In a constantly changing industry, a strong data foundation allows healthcare organizations to swiftly respond to market changes and adjust their products, applications, and services as needed. For example, when the COVID-19 pandemic took health systems (and the world) by surprise, organizations with products built on a strong analytics foundation could quickly alter their existing products to meet the new pandemic needs. Meanwhile, other health systems lacking a strong analytics foundation had to rebuild their data sources before they could change their products.
Every product, application, or service should keep the patient at the center. Bickmore says remembering the patient throughout the product development process is key to making effective products. Although clinical-focused products might seem more focused on the patient, Bickmore says that operational and business applications are also patient-centric because they keep hospital doors open, allowing patients to access high-quality healthcare.
With a breadth of experience as an ER nurse, Bickmore says a clinical perspective is critical to creating practical products for the clinical setting. It is easy to get caught up in building a product that looks high-tech with fancy features, but if the application isn’t useful, it is a waste of time and resources. To ensure care and administrative teams will use products, product development leaders must be able to envision the product in the day-to-day clinical or business setting. Knowledge about hospital processes allows teams to develop products that can provide multiple benefits, such as alleviating provider burnout while eliminating duplicate steps to submit quality measures.

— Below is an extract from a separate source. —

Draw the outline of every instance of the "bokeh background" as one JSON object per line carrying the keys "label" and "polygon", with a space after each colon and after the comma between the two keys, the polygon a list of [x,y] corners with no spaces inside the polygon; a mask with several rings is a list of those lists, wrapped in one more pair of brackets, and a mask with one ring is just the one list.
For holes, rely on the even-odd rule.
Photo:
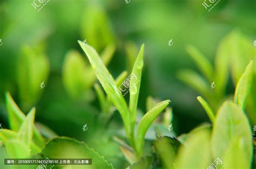
{"label": "bokeh background", "polygon": [[[38,12],[32,0],[0,1],[3,128],[8,128],[4,95],[9,91],[25,113],[36,107],[36,121],[44,127],[84,141],[114,166],[127,163],[112,138],[123,132],[118,112],[114,112],[107,128],[100,127],[106,122],[96,125],[100,110],[92,86],[74,96],[64,84],[68,52],[77,50],[87,61],[77,43],[85,39],[99,52],[110,44],[116,46],[108,66],[114,78],[124,70],[130,71],[127,56],[137,54],[145,44],[138,107],[146,111],[149,96],[170,99],[177,136],[210,121],[196,100],[199,94],[177,78],[180,69],[198,71],[186,47],[193,45],[213,63],[220,41],[234,30],[252,44],[256,39],[256,2],[221,0],[208,12],[201,0],[127,1],[51,0]],[[169,46],[172,39],[173,44]],[[30,57],[24,59],[24,55]],[[41,89],[43,81],[45,87]],[[231,80],[228,81],[227,94],[234,89]],[[85,124],[88,130],[83,132]]]}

Healthcare experts often comment on the lack of data as a primary problem for underperforming products that can result in worse care or health decline that could have been prevented. However, with so much data available to healthcare organizations and vendors, Bickmore says that there is an opportunity to create better products. By taking the four-pronged approach above, leaders can develop products that maximize health systems’ data, meet providers’ needs, and empower providers to deliver high-value, tailored care.